As a source for geographical data we use yago (here is their old page). Investigate parts of it and download from the download page (again, the old download page is here). The second important taxonomy source is wordnet: Yago contains some (?) of it, but you can use wordnet directly in your system.

Yago is large. You do not need to incorporate all of Yago in your database: the geographical facts for say, one country, and taxonomies are enough.

Your task is to

  • select a sensible sub-part of geographical facts in Yago (like, one country) and store it in the SQL database, using both standard SQL and, where it seems useful, json. Postgresql and Sqlite are the best options. Postgresql due to special capabilities of handling json, sqlite due to simplicity of use.
  • select a sensible sub-part of Yago taxonomies and store it in the same SQL database.
  • investigate whether your yago taxonomy contains relevant parts of wordnet: if not, incorporate also wordnet into your database.
  • perform some sample queries to verify that you can actually find information: try searching for both simple facts and also using taxonomies for searching for more abstract concepts.

Extras

It is a good idea - but not at all obligatory! - to explore the following basic commonsense knowledge datasets, find if you can get useful additional information for the geography domain, filter it out and store in the database.

Quasimodo

As a source for basic commonsense knowledge we explore and possibly use quasimodo.
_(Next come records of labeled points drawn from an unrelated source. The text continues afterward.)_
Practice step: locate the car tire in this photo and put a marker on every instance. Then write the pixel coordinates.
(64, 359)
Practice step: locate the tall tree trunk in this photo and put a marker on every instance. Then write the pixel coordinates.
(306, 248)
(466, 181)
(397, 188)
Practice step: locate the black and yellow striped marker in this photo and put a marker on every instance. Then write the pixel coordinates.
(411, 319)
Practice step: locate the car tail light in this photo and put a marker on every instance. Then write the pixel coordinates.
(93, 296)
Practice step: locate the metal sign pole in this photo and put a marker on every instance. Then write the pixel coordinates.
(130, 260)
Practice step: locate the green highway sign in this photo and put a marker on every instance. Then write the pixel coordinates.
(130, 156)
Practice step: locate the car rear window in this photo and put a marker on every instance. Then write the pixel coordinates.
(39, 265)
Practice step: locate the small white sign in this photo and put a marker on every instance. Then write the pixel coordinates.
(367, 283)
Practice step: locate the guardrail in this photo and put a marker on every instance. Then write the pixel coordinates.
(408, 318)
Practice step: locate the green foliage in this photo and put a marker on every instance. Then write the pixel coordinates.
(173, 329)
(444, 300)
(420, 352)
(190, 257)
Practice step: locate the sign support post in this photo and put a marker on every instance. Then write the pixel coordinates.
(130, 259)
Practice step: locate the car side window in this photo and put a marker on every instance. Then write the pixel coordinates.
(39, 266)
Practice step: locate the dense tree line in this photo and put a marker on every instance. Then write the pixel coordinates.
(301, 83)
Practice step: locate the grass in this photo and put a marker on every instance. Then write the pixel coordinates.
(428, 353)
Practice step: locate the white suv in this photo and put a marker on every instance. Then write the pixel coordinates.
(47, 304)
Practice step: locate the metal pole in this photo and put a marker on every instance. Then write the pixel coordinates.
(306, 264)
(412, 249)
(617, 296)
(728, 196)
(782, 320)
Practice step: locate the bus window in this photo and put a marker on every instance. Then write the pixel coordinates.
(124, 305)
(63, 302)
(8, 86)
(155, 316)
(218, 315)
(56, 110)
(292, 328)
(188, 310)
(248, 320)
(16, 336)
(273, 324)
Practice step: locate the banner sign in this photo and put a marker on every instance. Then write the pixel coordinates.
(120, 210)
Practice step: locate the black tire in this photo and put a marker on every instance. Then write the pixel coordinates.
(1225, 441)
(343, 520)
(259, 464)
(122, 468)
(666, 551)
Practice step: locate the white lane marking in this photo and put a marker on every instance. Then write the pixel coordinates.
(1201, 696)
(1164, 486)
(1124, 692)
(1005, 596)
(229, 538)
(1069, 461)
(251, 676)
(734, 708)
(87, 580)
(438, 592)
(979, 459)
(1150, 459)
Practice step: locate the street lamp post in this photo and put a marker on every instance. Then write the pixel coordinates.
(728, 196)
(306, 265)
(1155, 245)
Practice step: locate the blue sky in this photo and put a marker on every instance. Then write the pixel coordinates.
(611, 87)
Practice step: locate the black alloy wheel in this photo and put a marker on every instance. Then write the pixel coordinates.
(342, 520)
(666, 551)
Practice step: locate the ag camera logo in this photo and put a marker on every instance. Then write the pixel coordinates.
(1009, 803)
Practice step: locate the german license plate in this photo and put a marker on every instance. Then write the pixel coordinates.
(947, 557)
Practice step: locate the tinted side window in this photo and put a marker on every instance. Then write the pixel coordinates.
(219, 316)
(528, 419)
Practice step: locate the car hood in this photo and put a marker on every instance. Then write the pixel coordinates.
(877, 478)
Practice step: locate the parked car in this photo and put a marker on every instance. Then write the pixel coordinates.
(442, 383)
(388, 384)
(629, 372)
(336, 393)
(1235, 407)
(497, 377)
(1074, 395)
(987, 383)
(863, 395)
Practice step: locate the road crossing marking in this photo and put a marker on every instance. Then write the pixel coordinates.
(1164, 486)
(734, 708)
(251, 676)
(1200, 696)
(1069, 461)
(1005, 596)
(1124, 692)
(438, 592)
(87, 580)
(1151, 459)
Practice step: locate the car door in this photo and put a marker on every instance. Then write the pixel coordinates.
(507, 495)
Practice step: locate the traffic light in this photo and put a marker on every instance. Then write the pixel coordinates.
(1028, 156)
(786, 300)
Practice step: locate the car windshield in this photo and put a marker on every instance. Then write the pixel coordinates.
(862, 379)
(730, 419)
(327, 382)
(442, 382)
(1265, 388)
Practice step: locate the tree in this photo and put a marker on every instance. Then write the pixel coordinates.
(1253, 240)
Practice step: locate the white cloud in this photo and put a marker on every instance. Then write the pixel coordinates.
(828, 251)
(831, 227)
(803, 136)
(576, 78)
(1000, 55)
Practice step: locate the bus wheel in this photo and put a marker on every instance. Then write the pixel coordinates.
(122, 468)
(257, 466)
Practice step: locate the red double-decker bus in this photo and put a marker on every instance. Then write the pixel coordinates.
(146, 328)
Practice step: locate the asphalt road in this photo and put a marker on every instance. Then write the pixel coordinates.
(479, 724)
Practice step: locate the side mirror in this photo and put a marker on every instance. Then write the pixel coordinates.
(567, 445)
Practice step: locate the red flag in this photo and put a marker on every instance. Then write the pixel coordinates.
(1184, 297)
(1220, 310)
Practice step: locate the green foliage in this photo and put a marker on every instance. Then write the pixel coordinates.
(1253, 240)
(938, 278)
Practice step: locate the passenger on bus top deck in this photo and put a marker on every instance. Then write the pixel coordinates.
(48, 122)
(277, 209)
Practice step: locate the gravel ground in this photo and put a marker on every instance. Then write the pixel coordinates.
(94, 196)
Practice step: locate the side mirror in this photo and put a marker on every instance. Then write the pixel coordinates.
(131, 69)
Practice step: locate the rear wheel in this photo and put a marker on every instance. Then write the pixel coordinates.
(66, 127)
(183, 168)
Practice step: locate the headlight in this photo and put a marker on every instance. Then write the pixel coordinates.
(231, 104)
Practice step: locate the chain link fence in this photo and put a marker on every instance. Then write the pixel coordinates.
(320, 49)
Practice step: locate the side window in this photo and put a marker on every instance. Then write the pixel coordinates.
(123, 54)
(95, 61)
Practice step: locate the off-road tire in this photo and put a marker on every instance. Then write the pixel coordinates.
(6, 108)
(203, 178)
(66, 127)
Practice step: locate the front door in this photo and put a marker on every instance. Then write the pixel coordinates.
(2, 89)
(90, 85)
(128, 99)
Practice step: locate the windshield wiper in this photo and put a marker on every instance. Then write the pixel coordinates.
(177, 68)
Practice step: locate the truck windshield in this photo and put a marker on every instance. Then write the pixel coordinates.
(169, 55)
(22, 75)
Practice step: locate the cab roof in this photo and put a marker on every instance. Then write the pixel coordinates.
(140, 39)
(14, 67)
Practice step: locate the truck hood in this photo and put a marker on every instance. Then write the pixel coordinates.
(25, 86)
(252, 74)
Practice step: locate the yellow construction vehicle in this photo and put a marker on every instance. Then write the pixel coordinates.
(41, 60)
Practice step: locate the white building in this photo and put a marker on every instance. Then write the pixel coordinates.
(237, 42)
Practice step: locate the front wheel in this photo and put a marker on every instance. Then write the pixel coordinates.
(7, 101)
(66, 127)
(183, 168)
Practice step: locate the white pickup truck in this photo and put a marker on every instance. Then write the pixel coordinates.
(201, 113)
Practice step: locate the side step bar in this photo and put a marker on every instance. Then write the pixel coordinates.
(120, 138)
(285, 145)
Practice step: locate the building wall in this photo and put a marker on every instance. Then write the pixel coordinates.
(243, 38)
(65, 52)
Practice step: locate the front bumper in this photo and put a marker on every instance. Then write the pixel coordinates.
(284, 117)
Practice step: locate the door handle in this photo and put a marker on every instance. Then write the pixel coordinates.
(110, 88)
Beware: it does not cover very much and contains a lot of weird statements, like "estonia, has_color, yellow".

In particular, please

  • Find out if the dataset contains meaningful amount of information about the geographical places (or additional information about the facts about these places) for the sub-part you chose from Yago.
  • If yes, please store the relevant meaningful information part in the SQL database, using both standard SQL and, where it seems useful, json.

Conceptnet

Similarly to Quasimodo, explore, and if it makes sense, use conceptnet. This contains a lot more than Quasimodo, but does not have as good metainformation (context, plausibility, etc).

In particular,

  • Find out if the dataset contains meaningful amount of information about the geographical places (or additional information about the facts about these places) for the sub-part you chose from Yago.
  • If yes, please store a significant amout of relevant meaningful information part in the SQL database, using both standard SQL and, where it seems useful, json. Since Conceptnet is big, do not attempt to store all the seemingly relevant information.

Ascent++

  • Check out the newest Max Planck dataset ascent++, explore the data, read the paper.
  • If some parts look useful, please filter these out and store a significant amout of relevant meaningful information part in the SQL database, using both standard SQL and, where it seems useful, json.